Percorrendo il tundras, alle sponde del lago Yukney, Metek aveva trovato una sayba - o cassa di ghiaccio innalzata su due pilastri di pietre - contenente uno di quei depositi di pesce, di carne di renna o di orso e talvolta anche delle pelli, che si trovano soventi nella Siberia abitata da orde nomade. Si mette un segno a questi depositi onde possano essere utili ad altri viaggiatori. I nostri cani ne ebbero sollazzo e noi pure. Perocchè noi non eravamo certo ghiotti della carne di morsa, di orso bianco, o della pelle di balena di cui si regalano gli indigeni....
Arrivammo così, bene o male, al mese di maggio.
La miseria degl'indigeni della Siberia, ho potuto constatarlo, è occasionata in grande parte dal rigore feroce del clima. Ma l'imprevidenza, l'inesperienza, lo spirito di fatalismo, l'incapacità dell'uomo, vi contribuiscono largamente. "Non si evita ciò che deve essere"! ecco il motto ordinario che riassume tutta la scienza, tutta la fede del Siberiano. Metek erasi spigliato e dirozzato. Accoppiando quindi alla sua forza ed alla sua costituzione di bronzo di Yakuto, l'agilità, la volontà, l'energia, l'ingegnosità europea, ei faceva miracoli.
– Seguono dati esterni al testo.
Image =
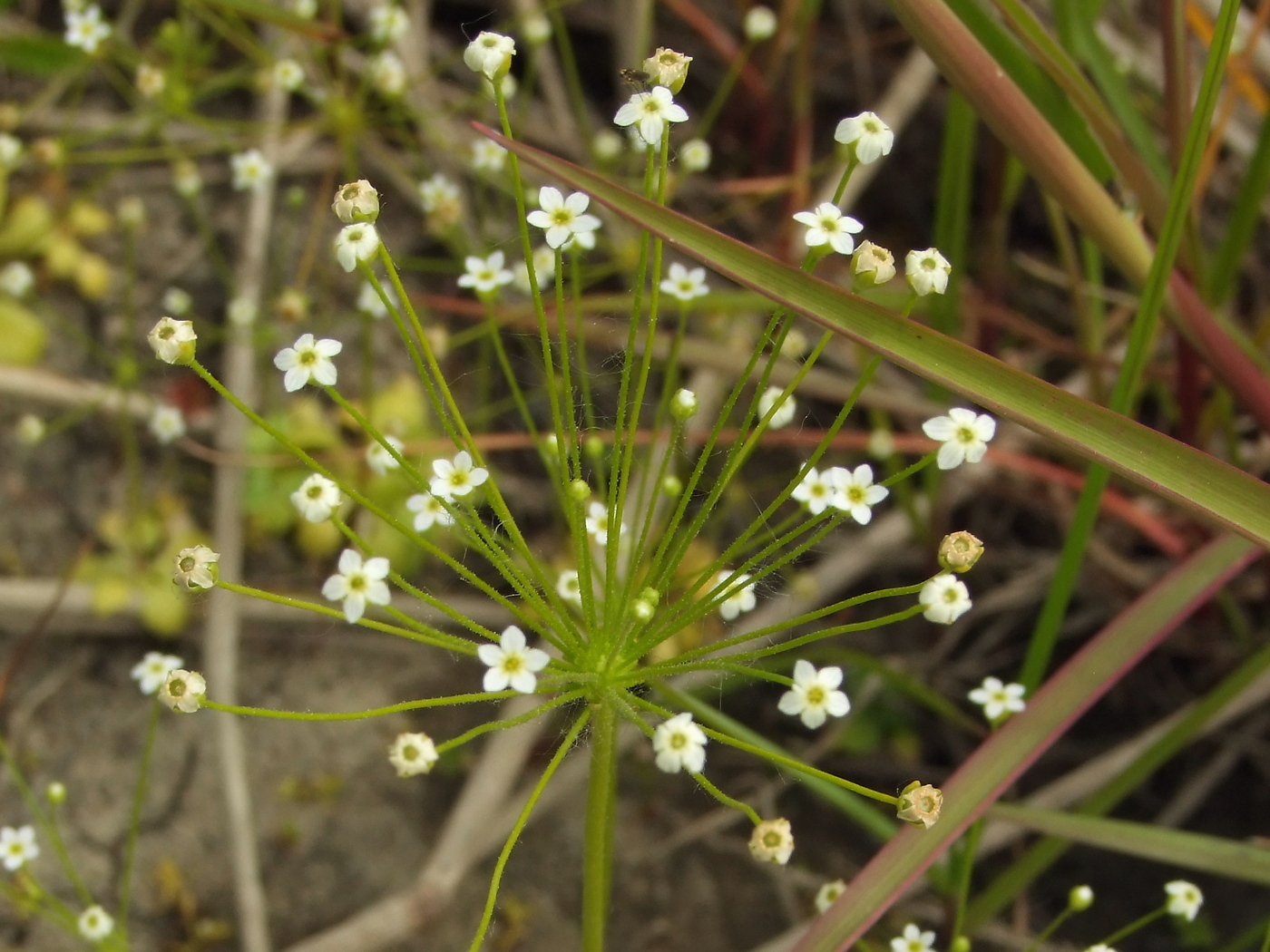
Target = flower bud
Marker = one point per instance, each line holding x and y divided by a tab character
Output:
920	803
959	551
356	202
669	69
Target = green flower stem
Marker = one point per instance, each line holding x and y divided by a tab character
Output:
444	641
130	848
559	701
451	701
597	863
556	759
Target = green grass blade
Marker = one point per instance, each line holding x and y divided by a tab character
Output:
1181	848
1193	479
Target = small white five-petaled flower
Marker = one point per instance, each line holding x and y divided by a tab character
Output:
512	663
358	583
999	700
679	745
964	435
815	695
308	359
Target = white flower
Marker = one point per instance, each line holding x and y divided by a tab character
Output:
356	243
997	698
815	695
389	23
568	587
387	73
370	302
173	342
759	23
695	155
685	285
428	511
1184	899
95	924
183	691
946	598
650	112
308	361
456	478
152	670
870	136
828	894
679	745
784	414
742	599
491	54
772	841
288	75
827	225
488	156
964	435
85	29
196	568
378	459
485	276
18	847
167	423
16	278
413	754
913	941
927	272
562	218
250	170
317	498
856	492
358	583
512	663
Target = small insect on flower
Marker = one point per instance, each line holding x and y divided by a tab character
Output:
650	113
358	584
772	841
307	361
485	276
94	924
964	435
827	225
456	478
413	754
512	663
167	424
491	54
867	136
378	457
742	599
784	414
18	847
913	939
997	700
152	670
250	170
1184	899
946	599
679	745
317	498
356	243
183	691
173	342
815	695
562	218
685	285
855	492
196	568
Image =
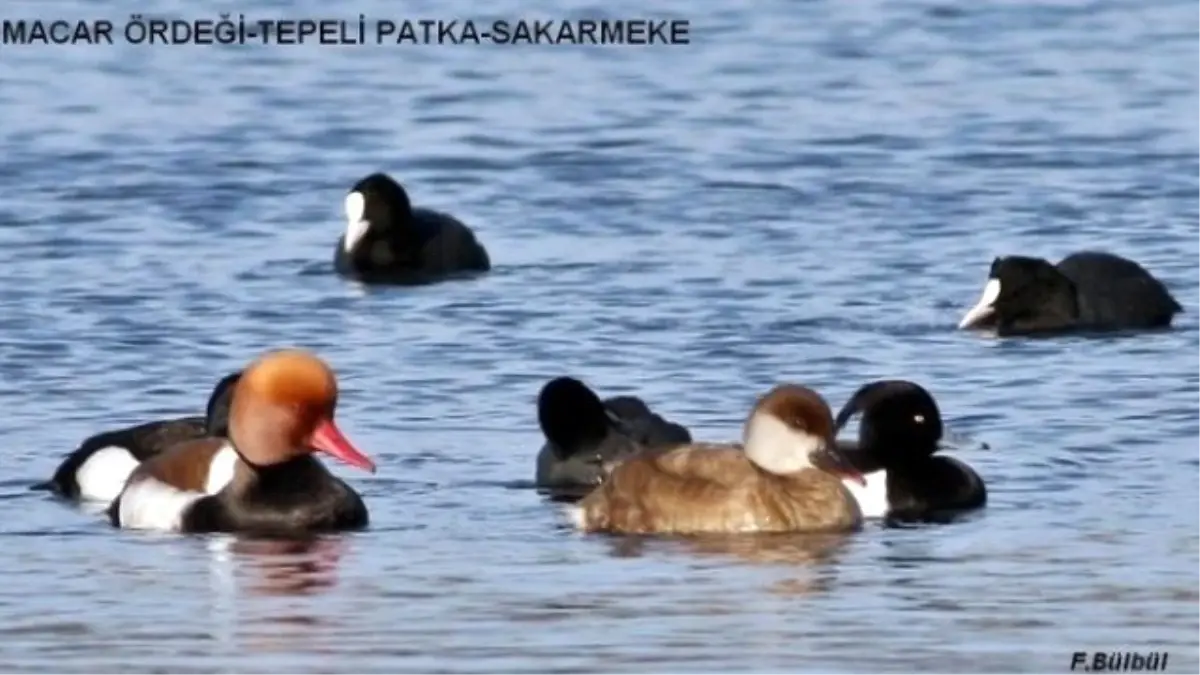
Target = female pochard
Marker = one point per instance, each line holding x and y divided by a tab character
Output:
787	478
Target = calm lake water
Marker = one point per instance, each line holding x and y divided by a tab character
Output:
809	191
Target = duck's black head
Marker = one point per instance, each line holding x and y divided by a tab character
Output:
571	416
377	209
217	412
900	420
1024	293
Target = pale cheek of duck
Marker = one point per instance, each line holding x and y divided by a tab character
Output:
355	226
778	448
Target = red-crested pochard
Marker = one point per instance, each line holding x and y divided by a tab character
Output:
96	471
262	479
785	478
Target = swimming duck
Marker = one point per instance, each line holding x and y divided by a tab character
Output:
585	435
263	479
786	477
97	469
388	240
900	430
1086	291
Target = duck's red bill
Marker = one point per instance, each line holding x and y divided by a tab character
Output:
330	440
Il mare è tutto per lo Tsciuktscias: prato, campo, foresta, fiume; egli vi pesca di che riscaldarsi, mangiare, vestirsi. Noi guardavamo, al contrario, la terra, per quanto lugubre la potesse essere, e le strappavamo di che vivere. La caccia dell'argali, della renna, dell'orso, ci arrise. Le androsacee, le genziane, le sassifrage, le achillee millefolium, spuntavano di già. Di già si intravedeva il grazioso cornillet dai fiori rossi, delicatamente adagiato sur un cuscino di muschio verde.